Wat Prasert Sutthawat, also written as Wat Prasoet Sutthawat (วัดประเสริฐสุทธาวาส), often abbreviated to Wat Prasert (วัดประเสริฐ) is an ancient Thai Buddhist temple in Bangkok.

== Background ==
The old civil monastery built in 1838 located by the canal Khlong Rat Burana. Its history is told that a pig-raising Chinese had found three large jars full of money. He donated to build the temple. Later, the magnate, Phra Prasertwanit (Seng Sreshthaputra) had the monastery renovated and dedicated to King Nangklao (Rama III), the king conferred the name Wat Prasert Bunpha Sutthawat (วัดประเสริฐบุณพสุธาวาส) to the temple.

It was renamed to current name, but the locals prefer to call Wat Klang (วัดกลาง, lit "central temple") due to its location close to the middle of the canal.

The architecture of the temple, especially the ubosot (อุโบสถ, "ordination hall), is Chinese style similar to joss house.

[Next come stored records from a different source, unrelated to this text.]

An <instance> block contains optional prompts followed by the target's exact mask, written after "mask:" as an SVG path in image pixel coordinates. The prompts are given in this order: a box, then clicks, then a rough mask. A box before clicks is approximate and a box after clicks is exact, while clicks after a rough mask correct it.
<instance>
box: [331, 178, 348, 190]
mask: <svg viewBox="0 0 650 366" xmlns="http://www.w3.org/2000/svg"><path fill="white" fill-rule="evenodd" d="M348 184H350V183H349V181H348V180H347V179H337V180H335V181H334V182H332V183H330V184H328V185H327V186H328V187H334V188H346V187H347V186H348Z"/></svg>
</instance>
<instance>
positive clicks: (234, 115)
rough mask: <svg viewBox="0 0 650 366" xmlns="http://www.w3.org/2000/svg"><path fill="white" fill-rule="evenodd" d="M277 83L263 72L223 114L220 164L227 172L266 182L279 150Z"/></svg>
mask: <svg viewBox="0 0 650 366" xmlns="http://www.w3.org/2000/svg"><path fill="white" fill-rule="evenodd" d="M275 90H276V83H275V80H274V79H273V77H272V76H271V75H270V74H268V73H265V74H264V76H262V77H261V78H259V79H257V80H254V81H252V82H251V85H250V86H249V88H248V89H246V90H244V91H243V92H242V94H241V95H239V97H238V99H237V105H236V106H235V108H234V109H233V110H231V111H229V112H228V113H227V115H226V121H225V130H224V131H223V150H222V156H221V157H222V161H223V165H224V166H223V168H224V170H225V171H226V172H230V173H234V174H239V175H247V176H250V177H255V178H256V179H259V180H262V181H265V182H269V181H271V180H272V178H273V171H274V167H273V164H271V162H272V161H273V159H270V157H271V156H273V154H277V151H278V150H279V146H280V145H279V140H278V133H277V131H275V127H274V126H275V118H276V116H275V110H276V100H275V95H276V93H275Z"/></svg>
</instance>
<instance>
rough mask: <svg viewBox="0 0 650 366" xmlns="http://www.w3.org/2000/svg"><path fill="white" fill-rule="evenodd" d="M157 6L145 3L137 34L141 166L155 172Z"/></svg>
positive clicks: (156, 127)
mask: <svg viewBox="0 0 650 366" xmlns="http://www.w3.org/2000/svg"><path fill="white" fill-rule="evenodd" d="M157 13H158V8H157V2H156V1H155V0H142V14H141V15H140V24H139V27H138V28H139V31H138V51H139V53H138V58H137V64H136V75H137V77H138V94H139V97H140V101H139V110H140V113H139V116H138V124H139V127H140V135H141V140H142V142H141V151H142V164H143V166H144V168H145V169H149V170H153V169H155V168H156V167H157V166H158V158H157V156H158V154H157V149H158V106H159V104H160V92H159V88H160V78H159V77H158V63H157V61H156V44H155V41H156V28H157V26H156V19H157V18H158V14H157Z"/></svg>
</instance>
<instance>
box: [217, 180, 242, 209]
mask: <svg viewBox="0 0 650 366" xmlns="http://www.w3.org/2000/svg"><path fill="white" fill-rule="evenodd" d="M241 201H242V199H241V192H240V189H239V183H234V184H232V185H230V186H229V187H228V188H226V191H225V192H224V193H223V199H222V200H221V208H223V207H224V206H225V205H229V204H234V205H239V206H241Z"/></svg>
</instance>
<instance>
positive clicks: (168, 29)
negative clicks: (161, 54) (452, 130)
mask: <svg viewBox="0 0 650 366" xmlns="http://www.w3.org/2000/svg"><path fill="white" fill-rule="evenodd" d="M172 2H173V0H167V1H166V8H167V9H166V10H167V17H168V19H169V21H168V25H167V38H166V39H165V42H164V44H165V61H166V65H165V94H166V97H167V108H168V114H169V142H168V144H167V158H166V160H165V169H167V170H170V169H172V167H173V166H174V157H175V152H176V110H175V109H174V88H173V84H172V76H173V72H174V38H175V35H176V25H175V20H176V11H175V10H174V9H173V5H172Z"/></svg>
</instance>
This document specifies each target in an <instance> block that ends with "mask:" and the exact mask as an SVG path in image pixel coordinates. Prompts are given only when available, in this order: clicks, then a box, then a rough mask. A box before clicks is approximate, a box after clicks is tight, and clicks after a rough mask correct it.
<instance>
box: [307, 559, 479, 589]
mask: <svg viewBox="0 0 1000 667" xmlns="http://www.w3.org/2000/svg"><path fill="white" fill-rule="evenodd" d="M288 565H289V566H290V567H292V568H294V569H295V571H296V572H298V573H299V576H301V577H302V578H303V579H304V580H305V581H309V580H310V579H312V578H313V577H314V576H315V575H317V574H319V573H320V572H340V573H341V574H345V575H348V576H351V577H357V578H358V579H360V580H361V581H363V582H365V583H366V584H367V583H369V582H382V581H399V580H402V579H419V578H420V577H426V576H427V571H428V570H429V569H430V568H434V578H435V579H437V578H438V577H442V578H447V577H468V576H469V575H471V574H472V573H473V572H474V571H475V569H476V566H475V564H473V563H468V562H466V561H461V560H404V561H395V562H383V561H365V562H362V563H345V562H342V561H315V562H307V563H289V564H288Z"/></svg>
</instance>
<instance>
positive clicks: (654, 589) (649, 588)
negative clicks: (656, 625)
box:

Inside there are murals by Chinese artists depicting the story of Romance of the Three Kingdoms in Chinese ink, the only one in Thailand. Assumed that these artists were also the creators of the paintings inside the ubosot of Wat Ratcha-orasaram in the neighbouring, Chom Thong.

Bai sema (ใบเสมา, "temple boundary stone") battlements around ubosot are made of red sandstone. The principle Maravijaya attitude Buddha image named Luang Pho Soisuwannarat (หลวงพ่อสร้อยสุวรรณรัตน์), also made of red sandstone, was of U Thong era.

The Fine Arts Department registered the temple as an ancient monument in 1994.